James Joyce, kült kitabı Ulysses’in büyük kısmını İsviçre’nin Zürih şehrinde yazdı. Kentin o dönemdeki meşhur mekânı Cafe Odeon’a, Joyce gibi Lenin de gidiyordu. Milliyetçi kapitalizm terimini ilk kez burada Lenin kullandı.

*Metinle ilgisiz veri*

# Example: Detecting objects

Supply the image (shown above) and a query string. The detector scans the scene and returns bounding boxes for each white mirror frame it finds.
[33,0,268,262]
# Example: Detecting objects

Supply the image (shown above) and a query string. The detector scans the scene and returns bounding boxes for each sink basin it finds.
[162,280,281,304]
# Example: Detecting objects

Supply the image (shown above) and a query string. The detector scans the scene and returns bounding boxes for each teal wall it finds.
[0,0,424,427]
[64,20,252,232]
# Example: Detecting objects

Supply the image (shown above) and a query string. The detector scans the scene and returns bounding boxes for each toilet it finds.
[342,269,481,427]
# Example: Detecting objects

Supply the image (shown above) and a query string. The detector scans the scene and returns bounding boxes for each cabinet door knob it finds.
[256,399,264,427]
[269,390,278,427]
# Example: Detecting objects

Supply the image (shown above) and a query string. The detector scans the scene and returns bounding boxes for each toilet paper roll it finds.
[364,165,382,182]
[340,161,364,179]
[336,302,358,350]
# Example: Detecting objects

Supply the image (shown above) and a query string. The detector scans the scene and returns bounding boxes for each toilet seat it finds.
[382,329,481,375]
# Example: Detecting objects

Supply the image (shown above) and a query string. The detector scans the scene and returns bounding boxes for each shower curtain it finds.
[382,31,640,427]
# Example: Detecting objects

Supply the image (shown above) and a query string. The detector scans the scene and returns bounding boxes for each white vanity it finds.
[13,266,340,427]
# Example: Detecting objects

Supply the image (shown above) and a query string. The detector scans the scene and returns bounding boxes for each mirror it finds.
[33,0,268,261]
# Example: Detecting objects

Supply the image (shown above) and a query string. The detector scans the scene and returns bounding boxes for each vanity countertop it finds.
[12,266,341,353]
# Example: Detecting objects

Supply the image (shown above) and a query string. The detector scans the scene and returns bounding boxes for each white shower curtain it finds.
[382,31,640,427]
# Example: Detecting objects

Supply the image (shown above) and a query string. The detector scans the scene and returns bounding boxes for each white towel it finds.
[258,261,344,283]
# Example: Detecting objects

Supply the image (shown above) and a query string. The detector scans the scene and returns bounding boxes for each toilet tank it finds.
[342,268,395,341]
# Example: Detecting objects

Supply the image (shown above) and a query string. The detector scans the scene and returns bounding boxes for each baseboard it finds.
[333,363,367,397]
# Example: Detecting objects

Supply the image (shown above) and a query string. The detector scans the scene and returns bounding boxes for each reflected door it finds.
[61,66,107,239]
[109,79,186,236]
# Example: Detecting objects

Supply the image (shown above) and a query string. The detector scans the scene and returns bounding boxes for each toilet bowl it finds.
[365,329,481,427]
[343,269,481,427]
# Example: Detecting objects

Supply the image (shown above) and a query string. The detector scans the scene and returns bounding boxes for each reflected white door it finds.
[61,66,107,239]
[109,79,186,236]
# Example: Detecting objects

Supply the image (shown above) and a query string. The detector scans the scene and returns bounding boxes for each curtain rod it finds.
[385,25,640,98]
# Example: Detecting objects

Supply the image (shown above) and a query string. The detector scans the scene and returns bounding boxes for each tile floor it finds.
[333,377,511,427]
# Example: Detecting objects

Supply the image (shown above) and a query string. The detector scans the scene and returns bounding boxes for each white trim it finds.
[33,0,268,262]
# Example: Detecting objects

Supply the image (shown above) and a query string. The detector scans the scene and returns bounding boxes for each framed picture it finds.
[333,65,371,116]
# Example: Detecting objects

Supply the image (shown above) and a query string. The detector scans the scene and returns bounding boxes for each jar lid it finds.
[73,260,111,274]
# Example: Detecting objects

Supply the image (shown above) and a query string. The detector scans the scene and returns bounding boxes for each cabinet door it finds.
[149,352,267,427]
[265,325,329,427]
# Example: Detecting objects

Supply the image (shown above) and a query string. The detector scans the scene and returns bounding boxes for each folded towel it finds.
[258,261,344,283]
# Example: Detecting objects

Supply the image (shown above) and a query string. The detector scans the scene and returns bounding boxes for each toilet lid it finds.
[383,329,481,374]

Milliyetçi kapitalizm, tasarrufların milli çıkarlara yönlendirilmesidir. Devletin rehberliğinde bu gerçekleşir. Lenin’in bu ifadeyi dile getirmesinden 110 yıl sonra dünyada bu eğilim gözleniyor. Fransa Cumhurbaşkanı Macron geçen sene yaptığı bir konuşmada, ‘‘Avrupalılar, Amerikan hazine ve şirket tahvillerine her yıl yüz milyarlarca Euroluk finansman sağlıyorlar. Bu paranın kendi çıkarlarımız için kullanılması gerekiyor. Bu yapılmazsa Avrupa ölebilir’’ dedi. Avrupa Merkez Bankası eski başkanı Draghi de, Avrupa için çıkış yolunu anlattığı kapsamlı bir raporu 2024’te AB Komisyonu’na sundu. Draghi bu dokümanda Avrupa’nın rekabet gücünü artırması için taze paranın hangi alanlarda kullanılması gerektiğini belirtti. İngiltere’de, emeklilik fonlarındaki paranın belirli bir oranının iç yatırımlara kanalize edilmesi bir süredir tartışılıyor.
Temel olarak; enerji altyapısı, savunma sanayii, teknoloji gibi alanlara kaynaklar yönlendirilmek isteniyor. Devletlerin sadece milli tasarrufları değil, özel sektörün yatırımlarını da yönetmek isteyeceklerini düşünüyorum. Trump yönetiminin sermayeyi nasıl kontrol etmek istediği ilk safhada ortadadır. Milliyetçi kapitalizm veya devlet kapitalizmi üzerine çok konuşacağız.